In a quiet, fragmentary way, full of self-irony and implicit laughter, García Vega built the alternative to revolutionary, Neo-Baroque or post-structuralist tropicalism and its carnavals with more or less fortunate adjectives. No mueras sin laberinto, El oficio de peder, Cuerdas para Aleister and Devastación del hotel San Luis are some of the García Vega’s books, almost always written in what we could call poetic prose if we admit here that “poetic” has nothing to do with sentimentalism, coloratura, the magic of instants or the sublime epiphany: “I have just visited the grave of a friend who recently died, in Chacarita, and it makes me desperate to understand that the dead will always be lying down,” he wrote in Erogando trizas donde gotas de lo vario pinto, which his friend the poet Elsa López published last year in Ediciones La Palma; and also: “A sad reality of this Playa Albina where I live. Drums, knick-knacks. What in the end doesn’t sound, even after one spends the day playing the drum.” Playing the drum: writing the poem; persisting in what’s useless and even in what’s absurd as a —unique— form of survival. To create a self-portrait under the figure of one more piece of rubble from the century’s deliriums of greatness and their illuminated guides.

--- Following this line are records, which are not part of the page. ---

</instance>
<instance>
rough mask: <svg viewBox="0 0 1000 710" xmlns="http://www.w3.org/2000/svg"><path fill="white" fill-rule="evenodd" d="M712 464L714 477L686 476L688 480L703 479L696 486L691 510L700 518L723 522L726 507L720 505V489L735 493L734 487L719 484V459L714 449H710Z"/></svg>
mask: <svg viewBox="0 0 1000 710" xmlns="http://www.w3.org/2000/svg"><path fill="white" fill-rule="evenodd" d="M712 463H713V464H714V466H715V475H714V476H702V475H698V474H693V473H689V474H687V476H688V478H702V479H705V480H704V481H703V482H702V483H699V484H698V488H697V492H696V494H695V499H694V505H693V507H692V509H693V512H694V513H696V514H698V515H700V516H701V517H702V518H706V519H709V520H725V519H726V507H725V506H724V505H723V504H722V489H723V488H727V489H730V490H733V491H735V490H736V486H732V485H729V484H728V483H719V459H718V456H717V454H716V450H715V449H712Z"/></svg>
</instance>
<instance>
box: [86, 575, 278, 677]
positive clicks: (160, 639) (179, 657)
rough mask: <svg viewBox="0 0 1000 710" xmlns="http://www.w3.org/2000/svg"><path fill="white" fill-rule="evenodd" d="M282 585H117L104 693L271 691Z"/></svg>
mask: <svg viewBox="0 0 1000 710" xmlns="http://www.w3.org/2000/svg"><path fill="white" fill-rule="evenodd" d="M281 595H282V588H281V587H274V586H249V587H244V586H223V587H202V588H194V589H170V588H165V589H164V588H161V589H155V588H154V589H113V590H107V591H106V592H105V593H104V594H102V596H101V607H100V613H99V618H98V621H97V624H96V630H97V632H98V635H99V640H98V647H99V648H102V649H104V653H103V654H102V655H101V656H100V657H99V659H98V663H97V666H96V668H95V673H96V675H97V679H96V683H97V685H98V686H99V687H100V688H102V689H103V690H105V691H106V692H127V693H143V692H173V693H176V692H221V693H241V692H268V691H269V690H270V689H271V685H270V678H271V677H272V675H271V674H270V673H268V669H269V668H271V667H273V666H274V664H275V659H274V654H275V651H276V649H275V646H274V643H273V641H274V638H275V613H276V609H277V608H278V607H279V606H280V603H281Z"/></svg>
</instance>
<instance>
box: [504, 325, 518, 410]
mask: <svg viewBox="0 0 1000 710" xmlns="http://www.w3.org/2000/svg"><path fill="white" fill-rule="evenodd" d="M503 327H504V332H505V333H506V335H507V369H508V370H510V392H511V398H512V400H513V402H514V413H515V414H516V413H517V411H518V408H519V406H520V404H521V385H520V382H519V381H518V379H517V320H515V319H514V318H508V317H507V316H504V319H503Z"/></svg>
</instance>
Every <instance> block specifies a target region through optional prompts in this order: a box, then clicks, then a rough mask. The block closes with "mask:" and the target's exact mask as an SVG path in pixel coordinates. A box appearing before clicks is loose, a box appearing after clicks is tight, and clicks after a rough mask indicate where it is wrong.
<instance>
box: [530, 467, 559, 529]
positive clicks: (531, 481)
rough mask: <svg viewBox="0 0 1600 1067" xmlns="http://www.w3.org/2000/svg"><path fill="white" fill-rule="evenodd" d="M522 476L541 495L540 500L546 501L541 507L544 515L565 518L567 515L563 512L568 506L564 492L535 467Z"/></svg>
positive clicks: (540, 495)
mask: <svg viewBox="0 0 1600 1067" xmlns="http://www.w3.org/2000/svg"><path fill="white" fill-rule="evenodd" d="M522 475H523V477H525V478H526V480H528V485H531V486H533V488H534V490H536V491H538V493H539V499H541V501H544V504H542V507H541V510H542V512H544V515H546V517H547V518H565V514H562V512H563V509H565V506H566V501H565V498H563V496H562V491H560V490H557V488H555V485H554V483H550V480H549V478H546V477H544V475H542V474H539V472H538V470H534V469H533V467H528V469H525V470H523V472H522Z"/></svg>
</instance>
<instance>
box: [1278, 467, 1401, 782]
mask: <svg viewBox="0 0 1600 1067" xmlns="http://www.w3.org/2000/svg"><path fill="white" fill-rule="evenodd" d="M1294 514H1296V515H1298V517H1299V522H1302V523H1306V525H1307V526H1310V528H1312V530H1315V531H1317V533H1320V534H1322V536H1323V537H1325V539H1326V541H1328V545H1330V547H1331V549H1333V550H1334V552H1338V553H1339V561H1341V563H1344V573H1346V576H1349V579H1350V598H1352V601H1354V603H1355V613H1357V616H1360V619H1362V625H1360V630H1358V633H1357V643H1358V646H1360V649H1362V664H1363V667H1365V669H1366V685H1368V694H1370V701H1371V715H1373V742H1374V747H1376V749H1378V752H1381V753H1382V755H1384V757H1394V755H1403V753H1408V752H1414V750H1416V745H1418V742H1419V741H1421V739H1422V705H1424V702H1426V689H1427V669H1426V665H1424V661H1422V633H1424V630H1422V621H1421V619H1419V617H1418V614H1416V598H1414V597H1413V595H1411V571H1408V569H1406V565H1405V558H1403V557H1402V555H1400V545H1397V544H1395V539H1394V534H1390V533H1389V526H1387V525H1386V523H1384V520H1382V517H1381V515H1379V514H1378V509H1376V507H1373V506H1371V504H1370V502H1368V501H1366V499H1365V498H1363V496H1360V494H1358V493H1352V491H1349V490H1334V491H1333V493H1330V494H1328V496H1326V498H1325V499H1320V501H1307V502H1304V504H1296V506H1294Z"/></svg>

And yet a good portion of the best Cuban poetry wouldn’t be the same, wouldn’t be as good, without Lorenzo: we see it in Antonio José Ponte, in Rolando Sánchez Mejías, in Idalia Morejón, in Rogelio Saunders, in Pedro Marqués de Armas. Because that absurdity of life and of the story from which García Vega brings to fruition in his Playa Albina isn’t far from the tragicomic contortions of Beckett’s characters, or from the meticulous self-destruction of Bernhard’s protagonists, to mention two authors he admired. That is, the assumption of the great Cuban inheritance in poetry but with that unexpected, extemporaneous or unseasonable torsion of Lorenzo’s bitterness, that reduces the sweet aftertaste of Baroque styles that boomed for so many years into prestigious fine dust. In his final book, Palíndromo en otra cerradura, homenaje a Duchamp (Barcelona, Barataria, 2011), he wrote: “I maintain myself without naming myself. For how long? It’s a face that is nothing, a whiteness of the dry. Its lights —it’s a plane— pass over the night. It’s also like a rare stamp. It’s very curious.” Very curious, yes: like his fate, which is partly our own, that of his readers; and like his death now.